那月君の言葉に控えめに頷いて、料理に手を付けた。

どれも凄く美味しい。那月君って、こういうお洒落なお店、たくさん知ってそう。


私はあまり外食はしないので、そういうものには疎い。

外でお食事をすると言えば……家族や、社長とご飯をする時くらい。


そう言えば、最近は家族とも出かけていないな。

何時もは心配性のお母さんのもと、ふたつきに一度は集まって食事をしていたのに。

もう、三ヶ月くらい会っていない。

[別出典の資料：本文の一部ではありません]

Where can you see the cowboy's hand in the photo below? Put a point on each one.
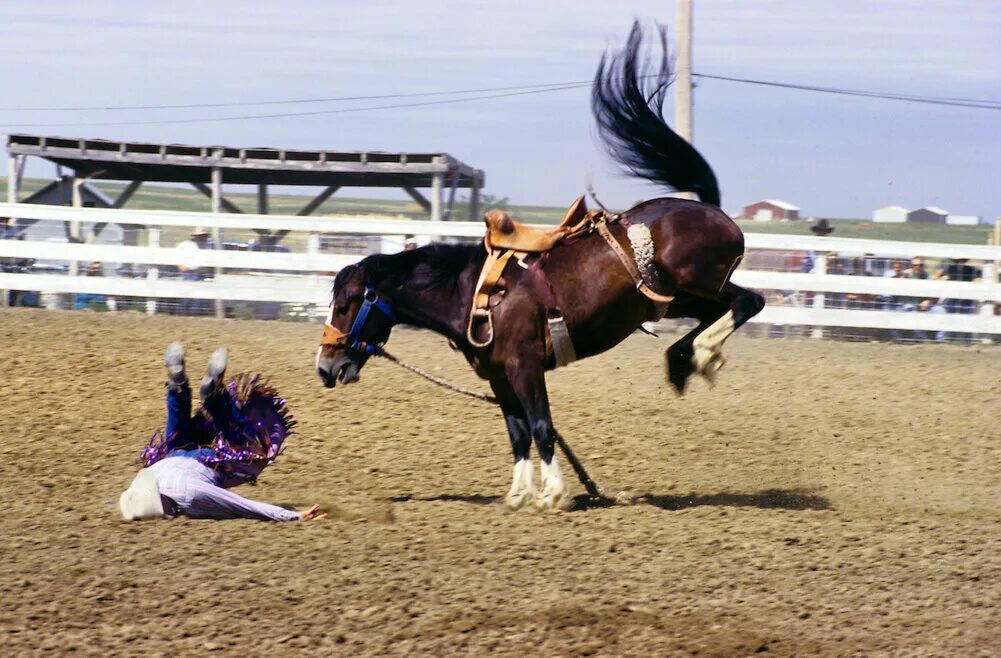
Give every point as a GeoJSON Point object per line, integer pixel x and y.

みんな元気にしてるかな。


「先輩、よかったらお酒飲みます?」

「那月君は?」

「俺は運転手なんで、飲みません」


面白そうに笑う那月君に、「そ、そうだよね」と返事を返す。


「ここ、有名なワイン幾つか取り扱ってるんですよ」



ワイン……。

とてもありがたい提案だけど、飲まない方がいいかもしれない。


「あの、お酒は……」

「もしかして苦手でしたか?」

「ううん、苦手ではないんだけど、弱くて……家以外では飲まない方がいいって言われてるの」


お姉ちゃんとお母さんに、きつく言い聞かされている。
わからないけど、私は人前でお酒を飲まない方がいいらしい。


「もしかして、飲み会にあまり出席しないのも……」

「酔うと記憶がなくなるの」


いつも、お酒を飲んだ後はベッドの上。目が覚めたら朝で、飲んだ後の記憶はすっかりなくなっていた。
正直、自分がお酒を飲んだらどうなるのかは気になるけど、お母さんもお姉ちゃんも何度聞いても教えてくれない。

そんなにひどい状態になるのかな……?


「じゃあ家とか、ふたりの時なら飲んでくれますか?」


那月くんの言葉に、こくりと頷いた。


「うん。那月くんとふたりなら安心して飲める」


自分の変貌が少し怖いけど、ふたりでお酒は飲んでみたい。
那月くんは、きっとお酒が強いんだろうな。そんな感じがする。


「俺、前の先輩も好きでしたけど……」


何か話し始めた那月君に、首を横に傾げた。


「今の先輩、ちょっと可愛すぎます」


那月君の顔が、少しだけ赤く染まっている。